Step 3: Function for double checking if simulation exists:

def open_simulation(simName):
    opened = False
    try:
        opened = sm.OpenSimulation(simName).Result         
    except System.AggregateException as ex:
        if not isinstance(ex.InnerException, System.InvalidOperationException) \
                or "simulation doesn't exists" not in ex.InnerException.Message:
            raise
    return opened



open_simulation(simName)

True

Step 4: Process model function to communicate with APS and Opyrability:

def M(u):

    y = np.zeros(2) #Prealocating outputs
     
    # Membrane properties case - First membrane module study

    # --------- Restarting simulation snapshot before changes -----------------------------
        
    snap.RevertSnapshot(simName,nameSnap_FM)

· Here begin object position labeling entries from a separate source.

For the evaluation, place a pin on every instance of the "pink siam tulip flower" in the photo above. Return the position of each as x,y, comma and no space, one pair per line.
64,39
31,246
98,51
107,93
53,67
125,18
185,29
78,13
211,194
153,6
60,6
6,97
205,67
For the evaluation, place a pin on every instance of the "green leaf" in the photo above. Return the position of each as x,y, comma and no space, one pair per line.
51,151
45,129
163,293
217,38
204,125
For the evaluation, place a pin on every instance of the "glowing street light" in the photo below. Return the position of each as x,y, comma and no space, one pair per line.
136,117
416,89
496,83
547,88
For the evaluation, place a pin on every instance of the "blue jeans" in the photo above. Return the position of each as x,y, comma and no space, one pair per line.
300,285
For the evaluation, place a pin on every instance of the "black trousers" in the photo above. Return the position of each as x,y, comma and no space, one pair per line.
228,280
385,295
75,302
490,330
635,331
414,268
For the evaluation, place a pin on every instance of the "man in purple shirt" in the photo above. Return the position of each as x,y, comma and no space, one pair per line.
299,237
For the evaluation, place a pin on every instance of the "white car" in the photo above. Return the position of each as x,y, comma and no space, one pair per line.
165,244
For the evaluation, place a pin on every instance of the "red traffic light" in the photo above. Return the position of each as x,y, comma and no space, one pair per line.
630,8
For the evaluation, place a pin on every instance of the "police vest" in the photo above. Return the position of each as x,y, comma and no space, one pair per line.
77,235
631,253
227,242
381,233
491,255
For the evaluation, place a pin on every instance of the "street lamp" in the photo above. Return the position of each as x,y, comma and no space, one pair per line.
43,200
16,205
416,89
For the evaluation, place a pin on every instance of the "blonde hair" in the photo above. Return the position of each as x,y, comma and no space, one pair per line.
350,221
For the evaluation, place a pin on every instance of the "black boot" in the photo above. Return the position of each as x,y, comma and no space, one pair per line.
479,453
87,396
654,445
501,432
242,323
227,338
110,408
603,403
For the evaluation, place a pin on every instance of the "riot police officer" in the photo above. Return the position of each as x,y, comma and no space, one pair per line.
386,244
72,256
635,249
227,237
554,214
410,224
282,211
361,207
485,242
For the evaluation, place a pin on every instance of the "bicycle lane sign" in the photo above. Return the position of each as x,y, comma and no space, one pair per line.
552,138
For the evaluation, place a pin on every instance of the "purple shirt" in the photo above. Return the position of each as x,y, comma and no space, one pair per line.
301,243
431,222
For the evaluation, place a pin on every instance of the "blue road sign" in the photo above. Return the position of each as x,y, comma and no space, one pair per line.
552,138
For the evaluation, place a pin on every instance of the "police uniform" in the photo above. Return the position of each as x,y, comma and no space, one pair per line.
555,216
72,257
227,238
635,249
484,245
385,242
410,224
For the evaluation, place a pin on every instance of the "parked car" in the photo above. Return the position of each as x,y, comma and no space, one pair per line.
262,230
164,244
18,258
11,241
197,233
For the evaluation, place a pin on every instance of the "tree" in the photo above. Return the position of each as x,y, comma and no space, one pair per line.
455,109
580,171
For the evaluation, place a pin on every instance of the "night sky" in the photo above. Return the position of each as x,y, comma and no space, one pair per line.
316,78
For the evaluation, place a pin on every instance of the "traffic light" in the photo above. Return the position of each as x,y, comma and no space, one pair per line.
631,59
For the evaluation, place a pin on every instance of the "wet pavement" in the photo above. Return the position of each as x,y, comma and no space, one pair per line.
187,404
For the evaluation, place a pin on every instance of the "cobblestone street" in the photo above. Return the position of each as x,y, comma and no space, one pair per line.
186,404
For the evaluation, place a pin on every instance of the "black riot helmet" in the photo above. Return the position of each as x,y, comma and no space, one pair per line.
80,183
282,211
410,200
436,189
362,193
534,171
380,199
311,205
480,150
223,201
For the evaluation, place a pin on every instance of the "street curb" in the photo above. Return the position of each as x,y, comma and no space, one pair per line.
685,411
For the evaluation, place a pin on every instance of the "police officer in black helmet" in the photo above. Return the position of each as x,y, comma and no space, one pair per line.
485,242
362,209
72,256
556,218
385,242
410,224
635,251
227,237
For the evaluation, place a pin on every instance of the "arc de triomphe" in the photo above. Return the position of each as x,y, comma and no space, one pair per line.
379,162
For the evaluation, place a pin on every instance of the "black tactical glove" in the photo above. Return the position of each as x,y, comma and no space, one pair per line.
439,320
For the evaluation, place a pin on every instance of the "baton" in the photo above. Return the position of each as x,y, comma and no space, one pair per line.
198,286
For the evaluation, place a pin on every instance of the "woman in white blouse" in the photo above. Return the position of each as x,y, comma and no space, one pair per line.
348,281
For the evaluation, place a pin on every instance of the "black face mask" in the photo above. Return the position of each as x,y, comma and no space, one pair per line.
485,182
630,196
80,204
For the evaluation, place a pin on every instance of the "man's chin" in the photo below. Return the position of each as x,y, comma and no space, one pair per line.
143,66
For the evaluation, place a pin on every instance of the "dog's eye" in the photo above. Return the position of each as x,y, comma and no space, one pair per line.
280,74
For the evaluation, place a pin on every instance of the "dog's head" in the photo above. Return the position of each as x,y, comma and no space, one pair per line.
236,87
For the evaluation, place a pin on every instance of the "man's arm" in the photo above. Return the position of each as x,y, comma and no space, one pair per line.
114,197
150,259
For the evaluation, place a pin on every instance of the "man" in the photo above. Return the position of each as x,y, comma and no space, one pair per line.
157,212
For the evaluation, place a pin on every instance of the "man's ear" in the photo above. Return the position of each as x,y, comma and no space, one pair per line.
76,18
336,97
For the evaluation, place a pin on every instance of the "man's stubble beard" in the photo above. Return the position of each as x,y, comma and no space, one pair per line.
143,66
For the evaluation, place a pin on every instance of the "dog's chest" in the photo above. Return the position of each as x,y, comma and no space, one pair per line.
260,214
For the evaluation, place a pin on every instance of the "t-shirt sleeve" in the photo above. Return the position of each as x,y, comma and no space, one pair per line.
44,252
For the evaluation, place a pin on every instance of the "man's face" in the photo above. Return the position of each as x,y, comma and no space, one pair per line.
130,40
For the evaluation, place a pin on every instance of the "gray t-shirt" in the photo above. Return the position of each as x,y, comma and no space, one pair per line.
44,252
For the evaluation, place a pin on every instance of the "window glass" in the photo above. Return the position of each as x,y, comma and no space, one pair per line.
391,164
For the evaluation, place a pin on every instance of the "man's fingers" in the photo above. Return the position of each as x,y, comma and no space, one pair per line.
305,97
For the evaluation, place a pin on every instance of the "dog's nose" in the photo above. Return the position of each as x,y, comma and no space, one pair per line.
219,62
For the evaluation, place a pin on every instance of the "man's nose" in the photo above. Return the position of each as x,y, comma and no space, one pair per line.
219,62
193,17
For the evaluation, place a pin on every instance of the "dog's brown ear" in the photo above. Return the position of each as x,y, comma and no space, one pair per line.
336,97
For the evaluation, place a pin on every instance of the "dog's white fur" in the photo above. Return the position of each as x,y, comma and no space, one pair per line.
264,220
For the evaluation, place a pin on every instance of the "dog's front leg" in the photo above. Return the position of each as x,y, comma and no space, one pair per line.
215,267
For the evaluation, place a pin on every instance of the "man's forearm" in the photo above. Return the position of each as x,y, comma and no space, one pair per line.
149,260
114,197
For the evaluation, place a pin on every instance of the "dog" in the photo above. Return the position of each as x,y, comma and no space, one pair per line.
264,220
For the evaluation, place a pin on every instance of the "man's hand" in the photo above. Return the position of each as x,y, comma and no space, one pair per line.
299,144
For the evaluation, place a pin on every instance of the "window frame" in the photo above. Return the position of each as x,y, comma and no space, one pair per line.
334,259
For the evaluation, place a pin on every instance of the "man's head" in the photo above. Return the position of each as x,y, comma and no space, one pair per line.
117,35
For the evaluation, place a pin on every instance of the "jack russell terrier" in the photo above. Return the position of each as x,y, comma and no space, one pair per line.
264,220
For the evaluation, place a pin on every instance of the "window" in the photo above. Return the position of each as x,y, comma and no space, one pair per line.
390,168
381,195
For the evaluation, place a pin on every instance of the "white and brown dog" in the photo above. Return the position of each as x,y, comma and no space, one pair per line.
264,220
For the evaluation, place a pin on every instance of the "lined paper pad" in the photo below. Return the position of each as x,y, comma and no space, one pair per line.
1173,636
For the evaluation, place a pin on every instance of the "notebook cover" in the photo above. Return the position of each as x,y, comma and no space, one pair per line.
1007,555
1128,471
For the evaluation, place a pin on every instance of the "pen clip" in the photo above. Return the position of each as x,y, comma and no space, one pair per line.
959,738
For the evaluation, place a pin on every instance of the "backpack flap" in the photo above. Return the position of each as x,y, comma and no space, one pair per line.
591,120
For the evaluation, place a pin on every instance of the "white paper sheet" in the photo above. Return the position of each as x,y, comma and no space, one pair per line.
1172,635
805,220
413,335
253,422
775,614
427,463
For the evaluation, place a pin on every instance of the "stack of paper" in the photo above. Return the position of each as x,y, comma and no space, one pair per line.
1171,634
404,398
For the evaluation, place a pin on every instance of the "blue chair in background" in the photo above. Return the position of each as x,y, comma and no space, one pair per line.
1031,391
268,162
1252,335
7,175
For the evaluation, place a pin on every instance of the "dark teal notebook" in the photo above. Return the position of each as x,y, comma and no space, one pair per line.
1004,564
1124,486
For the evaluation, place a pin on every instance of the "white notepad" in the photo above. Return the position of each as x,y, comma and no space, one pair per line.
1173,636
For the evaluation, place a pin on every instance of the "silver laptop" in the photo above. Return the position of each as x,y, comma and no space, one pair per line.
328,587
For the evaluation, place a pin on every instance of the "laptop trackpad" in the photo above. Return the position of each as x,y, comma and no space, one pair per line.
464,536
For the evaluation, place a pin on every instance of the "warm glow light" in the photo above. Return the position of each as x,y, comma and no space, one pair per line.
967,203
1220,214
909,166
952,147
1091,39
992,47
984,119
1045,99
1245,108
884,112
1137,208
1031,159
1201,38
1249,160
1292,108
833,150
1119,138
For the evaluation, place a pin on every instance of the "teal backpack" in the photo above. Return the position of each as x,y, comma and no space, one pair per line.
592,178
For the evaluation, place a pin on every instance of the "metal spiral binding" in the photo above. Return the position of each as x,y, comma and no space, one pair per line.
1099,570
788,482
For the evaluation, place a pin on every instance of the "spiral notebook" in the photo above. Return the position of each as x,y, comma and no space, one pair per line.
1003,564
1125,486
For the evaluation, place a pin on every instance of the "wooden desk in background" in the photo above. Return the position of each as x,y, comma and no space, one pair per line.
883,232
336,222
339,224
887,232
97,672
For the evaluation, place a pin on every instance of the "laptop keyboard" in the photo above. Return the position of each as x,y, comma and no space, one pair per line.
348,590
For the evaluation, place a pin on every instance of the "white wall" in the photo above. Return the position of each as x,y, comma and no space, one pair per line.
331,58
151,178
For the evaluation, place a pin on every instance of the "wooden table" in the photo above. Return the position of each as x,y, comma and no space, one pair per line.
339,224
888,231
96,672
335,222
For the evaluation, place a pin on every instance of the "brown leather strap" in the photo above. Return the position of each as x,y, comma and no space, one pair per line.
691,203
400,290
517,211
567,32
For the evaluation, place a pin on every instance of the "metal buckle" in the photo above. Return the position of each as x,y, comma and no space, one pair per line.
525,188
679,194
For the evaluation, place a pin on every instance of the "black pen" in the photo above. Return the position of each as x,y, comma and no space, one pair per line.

    #Parameters required for SetVariable method vm.SetVariableValue(<string> simulation name, <object> variable, <object> value, <object> unit, <object> apiOptions)(more on methods and interfaces is available in the AVEVA Scripting Interface documentation)
    vm.SetVariableValue(simName, "MDAC1.QCO2", u[0], "", ).Result 
    vm.SetVariableValue(simName, "MDAC2.QCO2", u[1], "", ).Result

    # --------- Checking solution status ----------------------------- 

    print(f"\nCalling simulation with inputs: {u}")
    try:
        status = sm.GetSimulationStatus(simName).Result #Retrieving solution status of the simulation. Argument [2] holds the boolean value that informs if the solver was capable to solve (True) or not (False) the simulation.
        print(f"Initial simulation status: {str(status[2])}")
    except Exception as e:
        print("Failed to get simulation status:", e) 

    if (status[2]):
        flag_conv = True
    else:
        flag_conv= False

    if flag_conv is True:
        
        # ------------------ PRODUCTIVITY VARIABLES -----------------------------------------

        Feed_flow = vm.GetVariableValue(simName, "Air_feed.F", "kmol/h").Result         
        Permeate = vm.GetVariableValue(simName, "Product.F", "kmol/h", ).Result            
        Purity =  vm.GetVariableValue(simName, "Product.z[CO2]", "mol frac", ).Result       

        # ---------------- AOS VARIABLES --------------------------------------------------
                
        # -------------------- Purity vs. Recovery case study ----------------------
        y[0] = Purity*100
        y[1] = 100*((Permeate*Purity) / (Feed_flow*0.000420))
        
    else:
            # --------- Restarting solver to try again -----------------------------
        
            snap.RevertSnapshot(simName,nameSnap_FM)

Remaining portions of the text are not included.